When to escalate beyond 72 hours
Escalate to platform support or counsel when:
- Partner requires signed attestations your receipt schema cannot express
- Hash mismatch persists after empty diff on two cold machines
- Portal transcode changes bytes and documentation forbids self-download verification
Those cases are rare on PC cert evidence zips; they are not this case study’s lane. Document portal-specific quirks in 05-operations/portal_notes.md so the next release owner inherits facts instead of rediscovering them in a ticket thread.
Conclusion
The first upload taught us that green CI is not cold truth. The second upload proved that receipts, manifests, sums, and logs are a system—not optional paperwork.
If you are preparing Q3 2026 intake, run the cold-hash challenge before the yellow email—not in response to it.
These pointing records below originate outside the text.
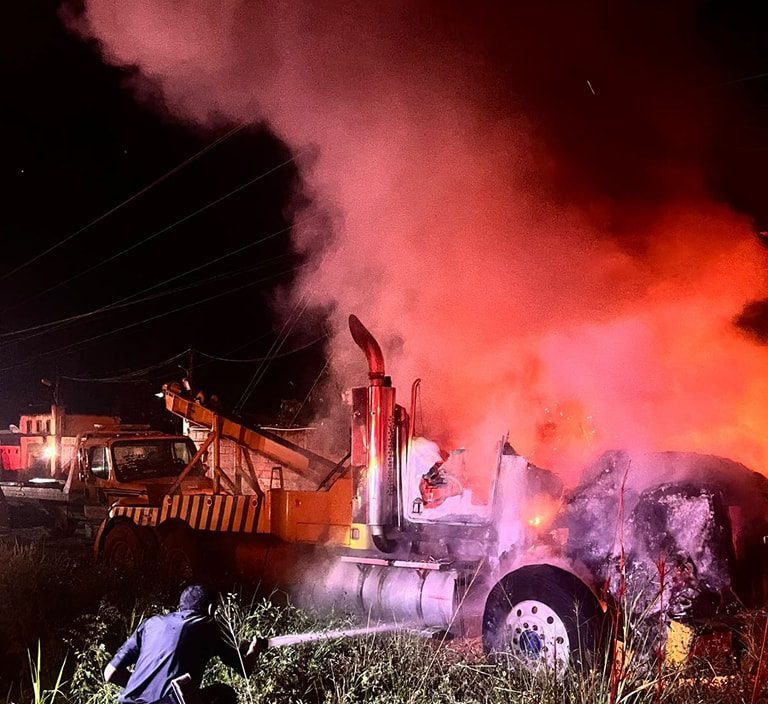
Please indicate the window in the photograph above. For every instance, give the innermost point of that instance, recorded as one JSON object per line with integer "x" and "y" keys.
{"x": 161, "y": 457}
{"x": 97, "y": 461}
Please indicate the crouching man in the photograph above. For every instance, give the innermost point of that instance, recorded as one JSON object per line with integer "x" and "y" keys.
{"x": 168, "y": 647}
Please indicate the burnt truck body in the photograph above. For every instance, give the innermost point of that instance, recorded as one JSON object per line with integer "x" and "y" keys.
{"x": 392, "y": 536}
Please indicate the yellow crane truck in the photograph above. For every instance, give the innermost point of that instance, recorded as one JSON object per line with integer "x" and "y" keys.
{"x": 387, "y": 534}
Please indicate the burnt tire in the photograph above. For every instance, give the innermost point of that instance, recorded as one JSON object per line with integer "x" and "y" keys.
{"x": 127, "y": 547}
{"x": 179, "y": 556}
{"x": 540, "y": 616}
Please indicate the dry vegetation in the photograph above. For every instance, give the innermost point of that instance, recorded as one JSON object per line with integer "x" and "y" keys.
{"x": 61, "y": 621}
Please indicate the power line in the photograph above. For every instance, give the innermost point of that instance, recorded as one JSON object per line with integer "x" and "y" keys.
{"x": 253, "y": 360}
{"x": 152, "y": 236}
{"x": 311, "y": 389}
{"x": 117, "y": 377}
{"x": 128, "y": 200}
{"x": 280, "y": 340}
{"x": 125, "y": 376}
{"x": 69, "y": 347}
{"x": 50, "y": 326}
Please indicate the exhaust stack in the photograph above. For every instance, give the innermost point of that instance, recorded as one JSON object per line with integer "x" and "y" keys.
{"x": 374, "y": 447}
{"x": 367, "y": 343}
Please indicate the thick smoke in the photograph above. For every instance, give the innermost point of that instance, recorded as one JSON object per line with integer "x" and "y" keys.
{"x": 500, "y": 201}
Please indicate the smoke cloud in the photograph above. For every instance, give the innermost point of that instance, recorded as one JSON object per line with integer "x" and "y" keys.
{"x": 515, "y": 205}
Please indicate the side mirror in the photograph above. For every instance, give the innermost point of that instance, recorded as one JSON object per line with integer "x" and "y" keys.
{"x": 82, "y": 459}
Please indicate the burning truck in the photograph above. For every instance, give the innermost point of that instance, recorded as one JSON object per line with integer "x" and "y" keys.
{"x": 391, "y": 533}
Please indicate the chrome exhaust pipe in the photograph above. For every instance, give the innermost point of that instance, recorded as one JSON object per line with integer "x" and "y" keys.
{"x": 367, "y": 343}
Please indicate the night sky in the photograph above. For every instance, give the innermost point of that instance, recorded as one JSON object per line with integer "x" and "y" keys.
{"x": 77, "y": 142}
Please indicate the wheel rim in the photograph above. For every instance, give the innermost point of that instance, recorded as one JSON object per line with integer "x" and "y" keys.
{"x": 536, "y": 635}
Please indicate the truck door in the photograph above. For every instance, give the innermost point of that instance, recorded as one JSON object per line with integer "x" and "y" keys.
{"x": 96, "y": 459}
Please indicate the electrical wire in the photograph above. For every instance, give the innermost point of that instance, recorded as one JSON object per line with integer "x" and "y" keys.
{"x": 280, "y": 340}
{"x": 253, "y": 360}
{"x": 309, "y": 393}
{"x": 120, "y": 376}
{"x": 42, "y": 328}
{"x": 128, "y": 200}
{"x": 70, "y": 347}
{"x": 152, "y": 236}
{"x": 117, "y": 377}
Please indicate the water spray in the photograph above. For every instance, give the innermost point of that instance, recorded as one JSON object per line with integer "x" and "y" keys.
{"x": 312, "y": 637}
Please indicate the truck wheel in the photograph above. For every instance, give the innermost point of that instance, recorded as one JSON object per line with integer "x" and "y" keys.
{"x": 179, "y": 554}
{"x": 540, "y": 616}
{"x": 126, "y": 547}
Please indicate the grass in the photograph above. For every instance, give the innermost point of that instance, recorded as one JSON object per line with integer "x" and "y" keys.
{"x": 61, "y": 622}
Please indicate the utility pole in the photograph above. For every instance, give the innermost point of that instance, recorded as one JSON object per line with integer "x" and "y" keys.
{"x": 191, "y": 365}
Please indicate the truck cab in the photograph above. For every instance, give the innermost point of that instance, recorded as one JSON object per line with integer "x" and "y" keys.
{"x": 110, "y": 466}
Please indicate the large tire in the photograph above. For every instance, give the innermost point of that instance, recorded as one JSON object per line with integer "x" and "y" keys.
{"x": 180, "y": 556}
{"x": 542, "y": 617}
{"x": 127, "y": 547}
If you already have the email, start at hour 8 of this map: reproduce on cold metal, then fix paths with diffs, not hope.
Bookmark the resubmission checklist section. Print it. Tape it beside the machine that zips packets. The case study only helps if the checklist survives crunch week when nobody re-reads the article.
Recovery in 72 hours is not heroic. It is boring validators used in the right order—the kind of boring partners trust on cold hardware every single time.